I have a toy example where the goal is to process a 3x3 matrix of integers on the GPU and do an element wise doubling of the numbers. I have no problem doing this allowing CUDAnative to linearize the array to a vector, but attempting to process the array as a 3x3 on the GPU is puzzling. Here is my toy example which produces the right answer but for the wrong reason.

using CUDAdrv, CUDAnative

function kernel_mmul(a, c)
    i = (blockIdx().x-1) * blockDim().x + threadIdx().x
    j = (blockIdx().y-1) * blockDim().y + threadIdx().y
    c[i,j] = a[i,j].*2
    @cuprintf(" %d %d %d %d\n",i,j,c[i,j],threadIdx().y)
    return nothing
end

dev = CuDevice(0)
ctx = CuContext(dev)
a = Int32[1 2 3; 2 3 1; 3 1 2]
d_a = CuArray(a)
d_c = similar(d_a) 
@cuda ((1,1),(3,3)) kernel_mmul(d_a, d_c)
c = Array(d_c)
println(a)
println(c)
destroy(ctx)

For some reason the index j in the kernel is always zero. So I guess multiple blocks of i are processed to get the answer. The count of iterations is correct each time and the result is correct as long as the process does not end in error due to poor choice of grid and block combinations. Of note is that blockDim seems to be zero which is counter intuitive.


#2

Your index calculation is correct, but by doing -1 it gets promoted to Int64, which means your format specifier is wrong. Either use %ld, or do -Int32(1).
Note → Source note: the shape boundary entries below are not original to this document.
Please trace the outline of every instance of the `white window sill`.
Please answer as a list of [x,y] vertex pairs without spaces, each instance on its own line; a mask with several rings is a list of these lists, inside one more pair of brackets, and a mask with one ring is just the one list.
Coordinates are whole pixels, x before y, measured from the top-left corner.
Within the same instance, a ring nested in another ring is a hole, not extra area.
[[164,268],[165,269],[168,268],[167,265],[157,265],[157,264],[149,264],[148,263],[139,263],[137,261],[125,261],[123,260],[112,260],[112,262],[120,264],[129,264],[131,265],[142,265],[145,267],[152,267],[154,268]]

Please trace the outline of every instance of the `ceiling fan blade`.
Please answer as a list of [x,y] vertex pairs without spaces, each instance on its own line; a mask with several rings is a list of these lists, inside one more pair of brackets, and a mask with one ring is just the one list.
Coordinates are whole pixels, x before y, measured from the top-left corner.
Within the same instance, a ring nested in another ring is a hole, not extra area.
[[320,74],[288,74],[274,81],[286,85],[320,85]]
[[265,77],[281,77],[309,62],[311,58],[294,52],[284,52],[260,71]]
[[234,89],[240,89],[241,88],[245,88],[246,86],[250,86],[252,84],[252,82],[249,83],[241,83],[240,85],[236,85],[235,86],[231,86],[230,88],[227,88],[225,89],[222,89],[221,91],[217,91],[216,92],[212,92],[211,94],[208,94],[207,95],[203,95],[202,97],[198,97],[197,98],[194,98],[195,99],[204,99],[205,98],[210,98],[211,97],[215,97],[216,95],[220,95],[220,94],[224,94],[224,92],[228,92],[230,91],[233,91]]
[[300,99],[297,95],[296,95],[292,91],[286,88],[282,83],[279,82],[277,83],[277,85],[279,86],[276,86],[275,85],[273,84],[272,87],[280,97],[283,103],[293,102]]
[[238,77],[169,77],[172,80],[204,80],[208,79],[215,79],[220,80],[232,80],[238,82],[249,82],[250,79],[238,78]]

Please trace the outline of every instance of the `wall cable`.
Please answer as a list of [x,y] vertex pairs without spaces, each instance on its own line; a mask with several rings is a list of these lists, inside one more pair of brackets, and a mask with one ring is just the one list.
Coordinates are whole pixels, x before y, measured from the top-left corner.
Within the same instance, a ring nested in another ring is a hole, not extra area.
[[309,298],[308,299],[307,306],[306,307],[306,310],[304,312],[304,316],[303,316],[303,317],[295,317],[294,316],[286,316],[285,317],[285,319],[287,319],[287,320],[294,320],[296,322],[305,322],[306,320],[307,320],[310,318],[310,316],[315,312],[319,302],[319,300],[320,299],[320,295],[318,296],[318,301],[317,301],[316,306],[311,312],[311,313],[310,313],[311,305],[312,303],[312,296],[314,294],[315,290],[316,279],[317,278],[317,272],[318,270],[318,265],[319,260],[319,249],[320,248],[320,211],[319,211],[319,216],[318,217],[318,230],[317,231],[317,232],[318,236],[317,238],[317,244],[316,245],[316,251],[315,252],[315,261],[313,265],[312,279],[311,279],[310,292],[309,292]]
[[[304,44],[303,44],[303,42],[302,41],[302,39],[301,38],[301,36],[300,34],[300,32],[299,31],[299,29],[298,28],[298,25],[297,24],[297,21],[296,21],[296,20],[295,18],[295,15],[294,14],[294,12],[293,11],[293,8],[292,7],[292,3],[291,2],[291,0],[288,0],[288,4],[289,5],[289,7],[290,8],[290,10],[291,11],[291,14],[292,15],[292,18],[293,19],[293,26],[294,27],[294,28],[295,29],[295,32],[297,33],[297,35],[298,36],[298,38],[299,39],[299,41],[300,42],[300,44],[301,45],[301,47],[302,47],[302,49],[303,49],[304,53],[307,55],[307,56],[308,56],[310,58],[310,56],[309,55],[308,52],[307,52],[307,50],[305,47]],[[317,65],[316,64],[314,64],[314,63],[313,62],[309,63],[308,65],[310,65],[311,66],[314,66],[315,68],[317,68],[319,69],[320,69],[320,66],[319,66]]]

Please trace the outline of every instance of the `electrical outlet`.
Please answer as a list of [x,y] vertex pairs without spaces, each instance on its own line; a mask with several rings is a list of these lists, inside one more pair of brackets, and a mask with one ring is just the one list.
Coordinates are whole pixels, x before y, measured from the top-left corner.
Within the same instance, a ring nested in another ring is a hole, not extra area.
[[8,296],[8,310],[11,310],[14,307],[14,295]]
Relevant issue: https://github.com/JuliaGPU/CUDAnative.jl/issues/25


#3

Wow! You are right. The format string " %d %ld %d %d\n" works. So it might be informative that the variable “i” seems to be ambivalent about Int32 or Int64, but the variable “j” is very sensitive to that setting, even using the exact same value/type for the -1 component.


#4

Huh, curious. You should be using %ld for both though. Or even better, keep i and j 32-bits (although it doesn’t matter much in this case).